Over the past 10 years, advances in sequencing technology and accompanying methodological breakthroughs have revolutionized our ability to quantify community biodiversity, but where do we go from here? From an empirical perspective, there is a clear need to link genotype to phenotype and associated ecological function (Fig. 3). There are now opportunities to map prokaryotic taxonomy marker genes to sequenced bacterial genomes of known function (Langille et al. 2013), complemented by metagenomics and metatranscriptomics. However, the vast task of characterizing all prokaryotic gene content will probably never be complete and the relationships between expressed mRNA transcripts and proteins/function are not always intuitive (Moran et al. 2013). Perhaps the biggest gains in these fields will lie in targeted assessment of specific gene pathways in relation to well-characterized systems (Toseland et al. 2013). From the macro-eukaryotic perspective, combinations of standardized marker gene libraries, complemented with taxonomy and metadata, do already provide a phenotype/genotype link (Ratnasingham & Hebert 2007) to functional ecology, at least as far as likely broad ecological classification, or trophic level is concerned (e.g. producer, grazer, predator, omnivore, detritivore). Therefore, these should be supported, irrespective of the gene, or genomic approach of community biodiversity classification. As with so many studies, robust reference data bases are essential links between genes and function, including studies investigating trophic relationships/food webs (Clare 2014).

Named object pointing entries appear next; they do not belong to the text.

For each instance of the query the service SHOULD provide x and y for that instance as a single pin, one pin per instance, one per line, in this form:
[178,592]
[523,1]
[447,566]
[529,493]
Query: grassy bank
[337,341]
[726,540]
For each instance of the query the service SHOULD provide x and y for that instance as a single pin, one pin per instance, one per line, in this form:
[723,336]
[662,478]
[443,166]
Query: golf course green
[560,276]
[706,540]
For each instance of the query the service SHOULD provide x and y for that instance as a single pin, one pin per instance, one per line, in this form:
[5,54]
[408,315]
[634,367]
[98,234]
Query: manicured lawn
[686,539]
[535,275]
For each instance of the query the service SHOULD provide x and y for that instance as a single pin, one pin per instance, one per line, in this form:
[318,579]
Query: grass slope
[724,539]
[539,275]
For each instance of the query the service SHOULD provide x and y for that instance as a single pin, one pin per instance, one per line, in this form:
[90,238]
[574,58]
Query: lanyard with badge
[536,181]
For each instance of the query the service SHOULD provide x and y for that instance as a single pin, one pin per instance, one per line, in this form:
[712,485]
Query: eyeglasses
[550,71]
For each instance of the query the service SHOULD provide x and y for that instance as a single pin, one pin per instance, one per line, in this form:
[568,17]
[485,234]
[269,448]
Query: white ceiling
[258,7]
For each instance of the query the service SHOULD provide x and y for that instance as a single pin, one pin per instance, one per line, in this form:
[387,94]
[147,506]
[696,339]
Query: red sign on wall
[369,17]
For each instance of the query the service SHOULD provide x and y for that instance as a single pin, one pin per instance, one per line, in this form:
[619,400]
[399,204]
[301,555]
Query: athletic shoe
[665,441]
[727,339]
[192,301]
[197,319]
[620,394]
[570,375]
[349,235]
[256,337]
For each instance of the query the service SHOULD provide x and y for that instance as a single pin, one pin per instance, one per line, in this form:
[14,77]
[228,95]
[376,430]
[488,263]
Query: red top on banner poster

In conclusion, the standardized format and open source nature of sequencing data, accompanied by radical shifts in sequencing technology, mean that we can catalogue the spatial and temporal distribution of species from all domains of life and from all habitats. Having this global view should therefore facilitate hypothesis-driven scientific questions regarding biodiversity ecosystem–function relationships (Purdy et al. 2010; Hagen et al. 2012) in relation to external forcing, whether the drivers are anthropogenic or natural. Combined with carefully controlled experimental systems, classification of species’ ecological tolerances, plasticity, distribution, rate of evolution and trophic interactions should mean that we are a step closer to making systems ecology predictions (Evans et al. 2013) associated with a changing environment. Without a doubt, it will certainly be challenging, but makes for exciting collaborations between the traditional fields of ecology and molecular ecologists in what is emerging to be a paradigm-shifting age of biodiversity discovery.

Acknowledgements

This manuscript resulted from in-person discussions at the 2015 joint BES/SFE meeting in Lille, France, where travel support for co-authors was provided by a US National Science Foundation Research Coordination Network award to WKT and HMB (DBI-1262480). We thank the British Ecological Society and Société Française d’Écologie for supporting our ‘Ecogenomics’ Symposium at this meeting. Public domain images used to construct Fig. 1 were obtained from Phylopic (http://phylopic.org/).

    Data accessibility

    This paper does not use any data.